1.3. Bigrams and Trigrams#
Let’s take a moment and step away topic modeling. Instead, let’s think about language. The essential medium of topic modeling is texts which are the products of language. And language is nothing more than a collection of words whose usage is rooted around grammar and syntax. A given word’s meaning, in other words, is often defined by how, when, and where it is used in a given text. Words can also mean different things when used collectively.
1.3.1. Textual Ambiguity#
If I use the word apple, you likely are thinking of something like the fruit. Apple is a simple word, yet it can mean different things in different contexts. What if I said the following: “My Apple is better than a PC.” Now, what image comes to mind? Perhaps the computer product.
This is an example of textual ambiguity. Syntactical context helps eliminate textual ambiguity. Apple is a single word here that contains a single concept. It’s a relatively simple word. Perhaps one of the earliest a native speaker of English learns as a child. And yet it has textual ambiguity. Because “apple” is a single word, it is known as a unigram. A unigram is a single word that represents a single concept.
Textual ambiguity, however, occurs in more dynamic ways when we think about concepts beyond the single span of a single word. In this section, we will focus on two such cases that are essential for natural language processing: bigrams and trigrams. Bigrams are two words that contain a distinct meaning when used together, while trigrams are three words that contain a distinct meaning when used together.
Understanding bigrams and trigrams are essential because in order for a computer to truly understand langauge the way a human does, it must be able to understand the nuances of a single word and how a word’s meaning not only shifts in context, but shifts in meaning when used in conjunction with other words.
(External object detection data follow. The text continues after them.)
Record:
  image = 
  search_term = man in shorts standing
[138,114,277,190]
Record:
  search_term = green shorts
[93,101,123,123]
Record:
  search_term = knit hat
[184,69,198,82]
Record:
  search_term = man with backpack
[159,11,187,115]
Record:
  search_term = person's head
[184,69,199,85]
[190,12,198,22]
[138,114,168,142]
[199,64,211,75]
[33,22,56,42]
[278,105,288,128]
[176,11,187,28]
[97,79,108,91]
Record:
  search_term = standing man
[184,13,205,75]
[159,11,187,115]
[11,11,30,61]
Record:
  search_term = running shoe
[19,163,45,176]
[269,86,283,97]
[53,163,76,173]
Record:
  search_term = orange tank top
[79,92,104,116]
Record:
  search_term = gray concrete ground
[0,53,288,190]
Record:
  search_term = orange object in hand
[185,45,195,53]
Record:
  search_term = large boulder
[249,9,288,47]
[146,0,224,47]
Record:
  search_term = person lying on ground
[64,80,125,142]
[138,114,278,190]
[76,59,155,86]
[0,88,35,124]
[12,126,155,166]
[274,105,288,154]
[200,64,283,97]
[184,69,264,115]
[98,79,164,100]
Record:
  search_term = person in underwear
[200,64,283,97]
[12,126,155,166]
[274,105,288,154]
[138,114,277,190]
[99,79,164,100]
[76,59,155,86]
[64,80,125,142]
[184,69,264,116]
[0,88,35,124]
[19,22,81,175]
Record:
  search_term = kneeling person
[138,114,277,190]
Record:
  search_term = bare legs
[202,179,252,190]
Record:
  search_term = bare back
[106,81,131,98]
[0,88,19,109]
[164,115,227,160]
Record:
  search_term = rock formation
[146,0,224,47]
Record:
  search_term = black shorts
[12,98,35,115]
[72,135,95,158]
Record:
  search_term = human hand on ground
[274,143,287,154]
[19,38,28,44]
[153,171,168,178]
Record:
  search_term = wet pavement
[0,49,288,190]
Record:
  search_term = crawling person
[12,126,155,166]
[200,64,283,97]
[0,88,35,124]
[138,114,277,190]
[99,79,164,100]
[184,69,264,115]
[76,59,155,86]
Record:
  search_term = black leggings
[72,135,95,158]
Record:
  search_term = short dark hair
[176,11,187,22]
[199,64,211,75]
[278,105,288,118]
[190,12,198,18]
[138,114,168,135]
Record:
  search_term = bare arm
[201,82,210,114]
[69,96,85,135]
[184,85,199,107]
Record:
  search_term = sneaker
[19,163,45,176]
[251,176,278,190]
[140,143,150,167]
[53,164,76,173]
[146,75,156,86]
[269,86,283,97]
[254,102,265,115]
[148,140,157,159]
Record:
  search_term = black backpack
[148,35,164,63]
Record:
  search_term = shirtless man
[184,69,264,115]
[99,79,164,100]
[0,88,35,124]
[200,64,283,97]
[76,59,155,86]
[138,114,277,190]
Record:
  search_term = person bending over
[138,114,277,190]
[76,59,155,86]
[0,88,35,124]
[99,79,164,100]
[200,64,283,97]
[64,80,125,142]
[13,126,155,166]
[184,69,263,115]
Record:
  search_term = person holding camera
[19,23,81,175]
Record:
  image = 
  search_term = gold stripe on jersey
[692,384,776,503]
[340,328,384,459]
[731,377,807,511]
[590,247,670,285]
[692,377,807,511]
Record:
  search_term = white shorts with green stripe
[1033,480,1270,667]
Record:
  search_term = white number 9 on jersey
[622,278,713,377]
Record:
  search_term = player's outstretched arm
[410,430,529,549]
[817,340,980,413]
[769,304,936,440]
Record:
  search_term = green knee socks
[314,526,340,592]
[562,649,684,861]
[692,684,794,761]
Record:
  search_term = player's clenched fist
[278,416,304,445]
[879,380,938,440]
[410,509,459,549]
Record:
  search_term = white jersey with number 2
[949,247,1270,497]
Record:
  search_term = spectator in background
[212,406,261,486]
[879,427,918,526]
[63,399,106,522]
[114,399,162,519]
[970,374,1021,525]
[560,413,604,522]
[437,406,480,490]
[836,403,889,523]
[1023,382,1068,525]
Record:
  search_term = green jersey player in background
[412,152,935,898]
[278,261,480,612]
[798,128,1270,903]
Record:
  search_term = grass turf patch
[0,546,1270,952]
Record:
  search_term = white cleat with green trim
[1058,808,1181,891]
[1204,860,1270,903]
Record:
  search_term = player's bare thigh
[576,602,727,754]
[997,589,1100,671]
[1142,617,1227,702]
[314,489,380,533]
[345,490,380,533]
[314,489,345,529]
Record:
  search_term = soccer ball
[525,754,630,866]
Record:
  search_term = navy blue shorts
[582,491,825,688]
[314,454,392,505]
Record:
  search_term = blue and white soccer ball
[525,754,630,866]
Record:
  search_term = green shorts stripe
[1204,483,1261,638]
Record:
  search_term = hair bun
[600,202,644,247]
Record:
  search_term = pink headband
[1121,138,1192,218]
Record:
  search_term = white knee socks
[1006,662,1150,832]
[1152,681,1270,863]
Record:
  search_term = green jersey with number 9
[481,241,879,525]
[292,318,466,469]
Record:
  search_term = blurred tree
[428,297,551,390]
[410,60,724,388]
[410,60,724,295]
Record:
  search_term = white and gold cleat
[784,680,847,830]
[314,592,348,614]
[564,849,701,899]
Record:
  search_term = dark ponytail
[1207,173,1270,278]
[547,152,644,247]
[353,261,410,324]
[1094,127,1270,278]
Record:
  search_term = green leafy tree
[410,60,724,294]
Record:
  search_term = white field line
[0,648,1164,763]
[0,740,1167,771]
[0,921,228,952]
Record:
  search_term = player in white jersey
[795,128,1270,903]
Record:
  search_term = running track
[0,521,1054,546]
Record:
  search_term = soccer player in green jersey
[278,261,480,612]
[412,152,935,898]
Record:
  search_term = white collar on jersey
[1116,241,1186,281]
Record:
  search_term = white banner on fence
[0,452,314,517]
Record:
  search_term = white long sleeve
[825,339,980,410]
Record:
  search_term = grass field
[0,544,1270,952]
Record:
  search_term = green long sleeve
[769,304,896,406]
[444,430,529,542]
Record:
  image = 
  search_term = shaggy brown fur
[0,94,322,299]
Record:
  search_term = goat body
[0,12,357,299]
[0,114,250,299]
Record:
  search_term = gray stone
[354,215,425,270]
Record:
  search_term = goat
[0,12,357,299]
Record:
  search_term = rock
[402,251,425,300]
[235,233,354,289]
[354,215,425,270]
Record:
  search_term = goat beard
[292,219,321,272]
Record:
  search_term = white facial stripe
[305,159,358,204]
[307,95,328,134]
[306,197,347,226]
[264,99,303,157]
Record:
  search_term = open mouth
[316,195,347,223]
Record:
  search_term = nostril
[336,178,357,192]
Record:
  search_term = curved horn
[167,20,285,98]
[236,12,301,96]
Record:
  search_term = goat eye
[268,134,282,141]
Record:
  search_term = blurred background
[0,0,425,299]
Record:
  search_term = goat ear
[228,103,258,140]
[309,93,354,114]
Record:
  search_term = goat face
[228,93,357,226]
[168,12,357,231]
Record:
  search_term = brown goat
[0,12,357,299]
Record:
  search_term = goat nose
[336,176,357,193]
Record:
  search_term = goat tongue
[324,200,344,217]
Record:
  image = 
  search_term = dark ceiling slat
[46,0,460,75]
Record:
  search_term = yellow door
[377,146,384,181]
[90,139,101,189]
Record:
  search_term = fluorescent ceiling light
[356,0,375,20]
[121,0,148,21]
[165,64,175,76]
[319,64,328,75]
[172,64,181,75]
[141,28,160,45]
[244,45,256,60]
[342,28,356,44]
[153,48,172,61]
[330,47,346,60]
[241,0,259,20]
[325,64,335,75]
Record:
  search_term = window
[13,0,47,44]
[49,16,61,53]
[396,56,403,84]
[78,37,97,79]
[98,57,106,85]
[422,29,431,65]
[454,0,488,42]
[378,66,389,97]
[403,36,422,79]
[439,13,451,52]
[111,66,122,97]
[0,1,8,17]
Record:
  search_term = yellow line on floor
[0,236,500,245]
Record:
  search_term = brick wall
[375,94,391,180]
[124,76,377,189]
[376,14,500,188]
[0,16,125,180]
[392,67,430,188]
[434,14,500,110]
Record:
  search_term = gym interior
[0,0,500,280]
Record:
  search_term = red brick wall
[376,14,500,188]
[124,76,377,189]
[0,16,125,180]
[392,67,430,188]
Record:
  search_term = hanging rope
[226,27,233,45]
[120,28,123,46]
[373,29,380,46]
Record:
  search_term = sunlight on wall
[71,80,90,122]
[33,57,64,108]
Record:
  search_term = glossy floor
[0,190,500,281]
As noted above, a bigram is a combination of two words that have a distinct meaning. To demonstrate this, let us consider quickly the word “French”. A single word, that may have multiple meanings. Perhaps the word French refers to the language, perhaps it references a French person.
Let’s hold off on the word French for just a moment. Let’s now use the word “revolution”. Again, there is textual ambiguity, but perhaps I am referencing the concept of revolution in the sense of the Earth.
Now you may already see where I am going with this, but let’s now think about what happens when I put those two textually ambiguous unigrams together “The French Revolution”. “The” here is a stop word that is frequently dropped in natural language processing, so “French Revolution” is all that we should consider. These two words when combined have a distinct concept.
But we can think about language in even more nuanced ways.
Trigrams, as noted above, are the same as bigrams, except with three words, instead of two. Let’s continue with our example of “French”. What might you think about if I used the word “army”. Perhaps something distinct to your own experiences with the word. For me, as a modern American, I think initially about the American Army in the modern sense of the word. So I may picture something like modern soldiers in my mind’s eye.
For others in other parts of the world, other images may be more relevant. However, when I use the phrase “The French Revolutionary Army”, I now have something defined, something distinct. This is a trigram, a distinct concept consisting of three words that may have individual meanings when used alone.
1.3.4. Why are these Important?#
So, why are bigrams and trigrams so important? The reason comes down to getting machines to understand that when certain words are used together, they bear a distinct meaning. In order to produce a good topic model, therefore, the model must be able to understand and process words in this manner, the way we humans use the language we are trying to get the machine to understand.